Moore starts by examining how many new ideas are attacked and ridiculed before they eventually find acceptance in society. He then lays out his thesis of the New Ethics, arguing that humans are simply individual sentient beings, existing alongside a number of other sentient beings, differing only in degree, not in kind. Moore asserts that the Golden Rule, which he calls "The Great Law", is applicable to all beings, regardless of their species membership. He contends that the New Ethics is an ethical consequence of Darwin's theory of evolution, which established that all beings are related to each other and that it rejected the anthropocentric belief that non-human animals were produced for the benefit of humans.

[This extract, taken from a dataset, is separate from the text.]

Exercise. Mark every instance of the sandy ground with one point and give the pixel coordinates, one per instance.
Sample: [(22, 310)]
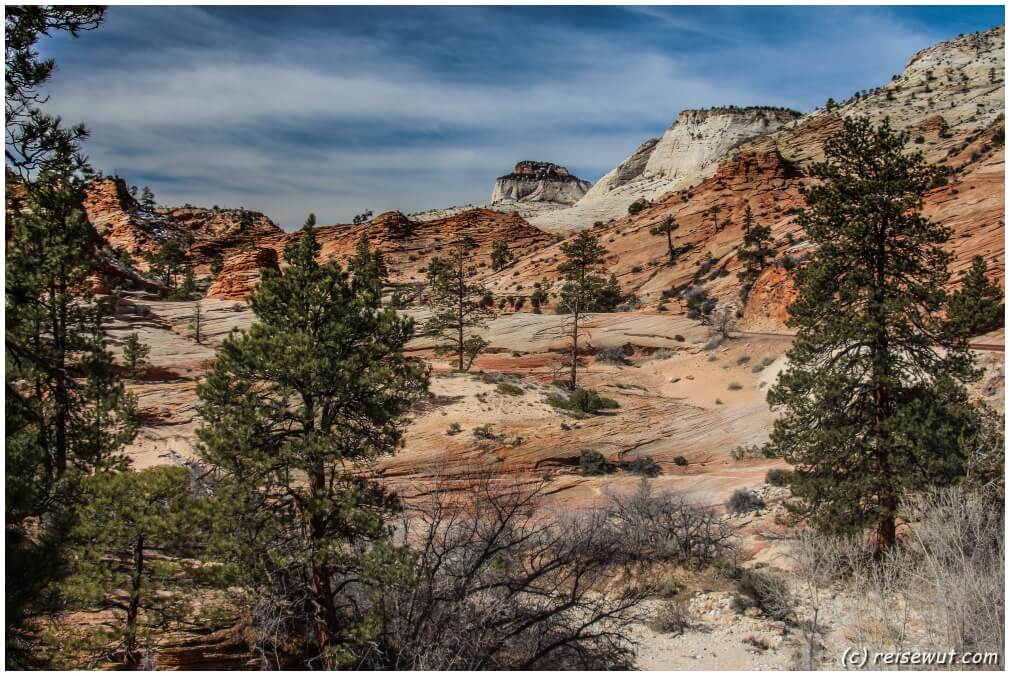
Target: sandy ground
[(677, 399)]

Moore then explores human attitudes towards others, looking at both their treatment of other humans and other animals. He laments how humans have become masters over the earth, but have not recognized their responsibilities towards their fellow beings, instead becoming butchers by harming the beings they have duties towards, such as through vivisection, hunting and slaughtering them for food. Moore then criticizes what he considers to be the most common objection to the New Ethics thesis: that it is necessary for humans to exploit others to provide for their needs and desires; he argues that the objection is egotistical because it fails to consider the perspective of the victims.
He then argues that non-human animals have made, and continue to make, significant contributions to the development of human civilization and that humans treat these beings as mere means to an end. Moore contends that the ideal relationship would be one were humans and other animals work together for their mutual benefit. Moore then criticizes the use of animal products, such as fur, for human clothing and describes alternative methods for humans to clothe themselves using plant-based materials. He argues that current developments will lead to a future where humans no longer clothe themselves in animal-based clothing. He then looks at the question of what humans should eat, exploring the nutrients that humans require and examining human physiology, determining that humans are naturally herbivores; he concludes that the ideal diet is vegetarian.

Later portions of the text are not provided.